Dr Nik Cunniffe
Theoretical and computational epidemiology
I use mathematical analysis and computer simulations to model disease epidemics in crops and plants. Modelling promotes an understanding of why some pathogens invade, whereas populations of other pathogens decline; why some pathogens persist over long time scales, whereas others die out very quickly; and why some pathogens spread quickly through regions, countries or even continents, whereas others cause only localised outbreaks. This epidemiological understanding can be used to determine how best to perturb host-pathogen systems to the detriment of the pathogen, and so to design efficient and cost-effective control strategies.

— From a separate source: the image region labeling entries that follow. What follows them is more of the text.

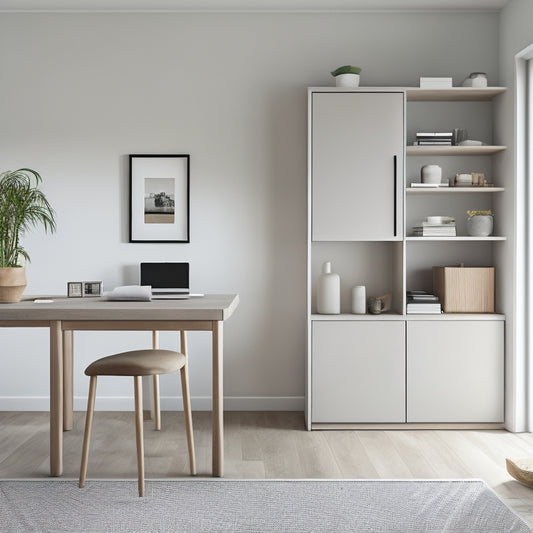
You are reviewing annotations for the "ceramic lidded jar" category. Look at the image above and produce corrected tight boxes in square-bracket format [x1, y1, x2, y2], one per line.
[466, 215, 494, 237]
[420, 165, 442, 184]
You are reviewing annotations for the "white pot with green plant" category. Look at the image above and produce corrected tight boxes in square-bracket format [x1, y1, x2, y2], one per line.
[0, 168, 56, 303]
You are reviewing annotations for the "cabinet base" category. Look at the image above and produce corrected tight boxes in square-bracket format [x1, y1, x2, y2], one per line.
[311, 422, 505, 430]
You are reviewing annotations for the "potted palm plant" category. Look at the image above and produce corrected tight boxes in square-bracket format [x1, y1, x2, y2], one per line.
[0, 168, 56, 303]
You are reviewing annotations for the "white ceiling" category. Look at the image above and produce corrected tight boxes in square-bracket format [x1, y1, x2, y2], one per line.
[0, 0, 510, 12]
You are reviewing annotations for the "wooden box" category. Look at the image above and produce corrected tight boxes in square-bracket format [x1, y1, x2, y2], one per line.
[433, 267, 494, 313]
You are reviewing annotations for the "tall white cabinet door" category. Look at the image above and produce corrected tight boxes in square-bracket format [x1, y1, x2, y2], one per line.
[311, 320, 405, 423]
[311, 92, 405, 241]
[407, 320, 504, 422]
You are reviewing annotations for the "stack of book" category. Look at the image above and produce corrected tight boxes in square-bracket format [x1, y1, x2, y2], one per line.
[413, 217, 457, 237]
[414, 131, 453, 146]
[420, 76, 453, 89]
[407, 291, 442, 314]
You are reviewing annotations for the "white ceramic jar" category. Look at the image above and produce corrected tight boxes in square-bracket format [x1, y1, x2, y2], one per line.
[316, 261, 341, 315]
[352, 285, 366, 315]
[466, 215, 494, 237]
[420, 165, 442, 184]
[335, 74, 360, 87]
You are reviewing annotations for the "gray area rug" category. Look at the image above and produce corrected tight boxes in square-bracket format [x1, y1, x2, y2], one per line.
[0, 479, 530, 533]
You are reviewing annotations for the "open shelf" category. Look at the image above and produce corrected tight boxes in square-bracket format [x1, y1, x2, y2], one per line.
[405, 187, 505, 194]
[405, 235, 507, 242]
[311, 312, 405, 322]
[405, 145, 507, 155]
[405, 87, 506, 102]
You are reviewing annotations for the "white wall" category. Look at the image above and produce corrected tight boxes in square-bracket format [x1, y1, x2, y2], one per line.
[0, 12, 499, 409]
[496, 0, 533, 431]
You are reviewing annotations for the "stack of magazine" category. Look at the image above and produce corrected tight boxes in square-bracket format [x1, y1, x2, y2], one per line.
[407, 291, 442, 314]
[414, 131, 453, 146]
[413, 217, 457, 237]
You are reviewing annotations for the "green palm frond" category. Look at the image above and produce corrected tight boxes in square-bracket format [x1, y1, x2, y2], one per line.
[0, 168, 56, 267]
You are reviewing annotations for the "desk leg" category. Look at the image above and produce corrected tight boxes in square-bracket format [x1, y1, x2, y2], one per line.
[50, 321, 63, 476]
[212, 322, 224, 477]
[63, 331, 74, 431]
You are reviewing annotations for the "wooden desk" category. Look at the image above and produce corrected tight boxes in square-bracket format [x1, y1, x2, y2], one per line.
[0, 294, 239, 477]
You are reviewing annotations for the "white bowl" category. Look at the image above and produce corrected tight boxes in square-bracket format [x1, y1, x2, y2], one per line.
[335, 74, 359, 87]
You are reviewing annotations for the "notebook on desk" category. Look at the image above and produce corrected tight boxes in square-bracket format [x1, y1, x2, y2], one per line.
[141, 263, 190, 300]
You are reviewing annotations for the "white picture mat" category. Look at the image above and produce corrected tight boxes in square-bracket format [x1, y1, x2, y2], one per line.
[131, 156, 189, 241]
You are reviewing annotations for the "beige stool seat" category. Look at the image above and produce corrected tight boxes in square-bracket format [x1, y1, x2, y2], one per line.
[79, 342, 196, 496]
[85, 350, 186, 376]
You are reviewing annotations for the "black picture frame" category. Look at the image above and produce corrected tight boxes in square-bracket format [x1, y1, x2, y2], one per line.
[129, 154, 190, 243]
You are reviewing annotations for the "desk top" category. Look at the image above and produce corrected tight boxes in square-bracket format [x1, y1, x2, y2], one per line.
[0, 294, 239, 321]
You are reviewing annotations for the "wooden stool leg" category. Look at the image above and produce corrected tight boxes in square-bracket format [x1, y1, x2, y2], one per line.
[180, 331, 196, 476]
[152, 331, 161, 431]
[153, 374, 161, 431]
[133, 376, 144, 496]
[79, 376, 96, 488]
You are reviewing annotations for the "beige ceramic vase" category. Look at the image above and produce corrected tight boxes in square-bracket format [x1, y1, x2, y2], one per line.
[0, 267, 26, 303]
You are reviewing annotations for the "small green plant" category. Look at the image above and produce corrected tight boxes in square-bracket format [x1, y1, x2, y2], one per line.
[466, 209, 492, 217]
[0, 168, 56, 268]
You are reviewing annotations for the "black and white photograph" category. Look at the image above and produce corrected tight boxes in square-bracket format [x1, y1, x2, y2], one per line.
[144, 178, 176, 224]
[130, 154, 189, 242]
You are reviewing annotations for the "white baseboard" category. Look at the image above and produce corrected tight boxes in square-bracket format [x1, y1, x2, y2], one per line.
[0, 396, 304, 411]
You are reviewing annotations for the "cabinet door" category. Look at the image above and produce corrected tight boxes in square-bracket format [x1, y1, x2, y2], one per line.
[407, 320, 504, 422]
[311, 320, 405, 423]
[311, 92, 405, 241]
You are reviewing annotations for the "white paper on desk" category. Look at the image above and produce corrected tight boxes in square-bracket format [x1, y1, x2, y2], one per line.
[104, 285, 152, 302]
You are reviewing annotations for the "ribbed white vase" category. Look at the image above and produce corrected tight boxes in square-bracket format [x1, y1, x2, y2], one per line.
[316, 261, 341, 315]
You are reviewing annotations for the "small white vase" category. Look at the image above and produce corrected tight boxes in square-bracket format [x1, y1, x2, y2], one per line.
[316, 261, 341, 315]
[420, 165, 442, 184]
[352, 285, 366, 315]
[466, 215, 494, 237]
[335, 74, 360, 87]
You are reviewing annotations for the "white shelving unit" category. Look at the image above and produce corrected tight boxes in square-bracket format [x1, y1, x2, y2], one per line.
[306, 87, 506, 429]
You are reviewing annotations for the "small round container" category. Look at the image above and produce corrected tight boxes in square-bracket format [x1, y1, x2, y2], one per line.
[335, 74, 360, 87]
[469, 72, 488, 87]
[420, 165, 442, 185]
[466, 215, 494, 237]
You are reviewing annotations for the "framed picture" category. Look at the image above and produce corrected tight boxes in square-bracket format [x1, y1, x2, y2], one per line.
[67, 281, 83, 298]
[83, 281, 104, 297]
[130, 154, 189, 242]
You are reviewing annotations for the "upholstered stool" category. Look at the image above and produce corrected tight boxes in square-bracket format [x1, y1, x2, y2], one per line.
[79, 342, 196, 496]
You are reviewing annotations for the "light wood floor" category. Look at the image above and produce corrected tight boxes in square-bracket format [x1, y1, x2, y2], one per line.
[0, 412, 533, 526]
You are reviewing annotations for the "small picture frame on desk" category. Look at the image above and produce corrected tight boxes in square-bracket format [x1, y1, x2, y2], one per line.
[67, 281, 104, 298]
[129, 154, 190, 242]
[67, 281, 83, 298]
[83, 281, 103, 298]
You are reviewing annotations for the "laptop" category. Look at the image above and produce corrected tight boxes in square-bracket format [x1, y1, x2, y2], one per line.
[141, 263, 189, 300]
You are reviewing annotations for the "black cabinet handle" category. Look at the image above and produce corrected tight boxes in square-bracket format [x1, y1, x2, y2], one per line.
[393, 156, 398, 237]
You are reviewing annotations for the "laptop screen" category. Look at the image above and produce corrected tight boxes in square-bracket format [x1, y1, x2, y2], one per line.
[141, 263, 189, 292]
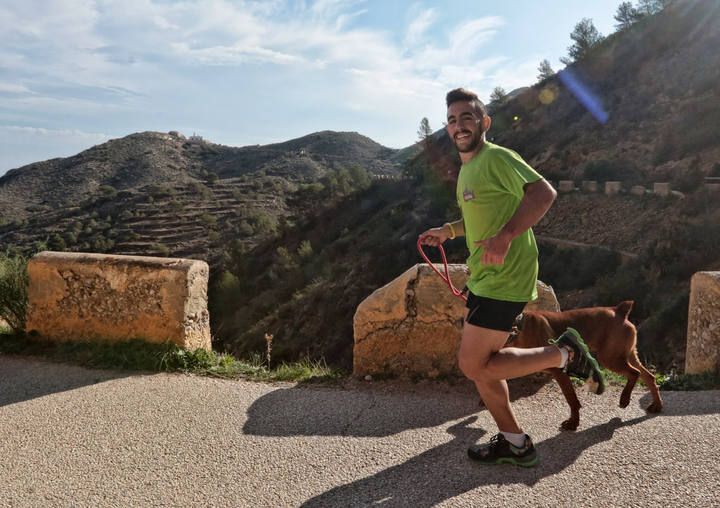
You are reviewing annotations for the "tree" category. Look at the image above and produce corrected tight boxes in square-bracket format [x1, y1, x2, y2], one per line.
[490, 86, 507, 104]
[418, 117, 432, 142]
[560, 18, 604, 65]
[538, 58, 555, 81]
[637, 0, 671, 16]
[614, 2, 642, 30]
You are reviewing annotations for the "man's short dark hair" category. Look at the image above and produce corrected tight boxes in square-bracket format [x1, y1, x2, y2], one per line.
[445, 88, 487, 116]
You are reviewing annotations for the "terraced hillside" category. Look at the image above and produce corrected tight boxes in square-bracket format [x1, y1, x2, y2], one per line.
[0, 132, 399, 261]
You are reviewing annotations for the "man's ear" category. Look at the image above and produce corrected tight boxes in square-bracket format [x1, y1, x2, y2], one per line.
[482, 115, 492, 132]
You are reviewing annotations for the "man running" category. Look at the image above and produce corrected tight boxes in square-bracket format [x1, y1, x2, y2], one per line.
[420, 88, 602, 467]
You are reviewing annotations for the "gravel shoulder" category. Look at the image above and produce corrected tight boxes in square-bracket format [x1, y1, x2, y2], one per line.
[0, 356, 720, 507]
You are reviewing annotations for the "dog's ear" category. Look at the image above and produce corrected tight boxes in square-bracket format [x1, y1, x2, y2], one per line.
[538, 316, 556, 341]
[615, 300, 635, 320]
[513, 312, 525, 331]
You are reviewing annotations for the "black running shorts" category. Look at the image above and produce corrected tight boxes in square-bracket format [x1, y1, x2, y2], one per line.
[466, 291, 526, 332]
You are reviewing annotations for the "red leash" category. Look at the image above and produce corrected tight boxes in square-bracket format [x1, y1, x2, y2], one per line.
[417, 238, 467, 301]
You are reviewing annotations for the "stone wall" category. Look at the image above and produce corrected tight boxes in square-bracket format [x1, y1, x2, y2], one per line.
[353, 264, 560, 378]
[685, 272, 720, 374]
[26, 252, 210, 349]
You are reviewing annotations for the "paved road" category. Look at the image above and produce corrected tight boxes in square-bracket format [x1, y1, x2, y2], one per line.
[0, 356, 720, 508]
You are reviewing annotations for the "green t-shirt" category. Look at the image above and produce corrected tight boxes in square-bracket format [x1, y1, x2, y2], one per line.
[457, 142, 542, 302]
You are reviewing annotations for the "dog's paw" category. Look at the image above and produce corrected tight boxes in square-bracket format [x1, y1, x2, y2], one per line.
[645, 401, 662, 413]
[619, 393, 630, 409]
[560, 418, 580, 430]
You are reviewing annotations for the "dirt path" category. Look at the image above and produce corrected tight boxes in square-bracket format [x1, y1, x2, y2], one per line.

I have a particular interest in analysing simple, tractable, and parsimonious models to reveal the (often unexpected) effects of particular biological mechanisms on disease spread. Examples include host growth, small-scale movement of pathogens through the soil, seasonal disturbances due to cropping cycles, and interactions with agents of biological control; each of these has a profound effect upon the epidemiological dynamics. However, I have also recently been involved in developing efficient, large-scale, spatially-explicit, stochastic models of particular diseases. These models can be used to accurately predict the risk of a particular disease in a given region and/or to determine the likely effect of a proposed control strategy, together with its risk of failure.
Figure 1: Future risk of Sudden Oak Death in California. Sudden Oak Death, caused by Phytophthora ramorum (a fungal-like organism from the same genus as potato late blight, cause of the Irish Potato Famine), has already killed tens of thousands of oaks in California, and if left unchecked will potentially kill many more.
Figure 2: Control of Citrus Canker (caused by the bacterium Xanthomonas axonopodis) in urban Florida controversially involved cutting down all trees within a certain radius of symptomatic infected trees. Modelling allows an optimal radius of control to be determined, balancing preventing the spread of the pathogen against killing healthy hosts.
Figure 3: Theoretical models often reveal counter-intuitive results. For soil-borne root pathogens, models reveal that an interaction with the growth of the host plant means that increasing the amount of control can lead to a paradoxical increase in the prevalence of disease.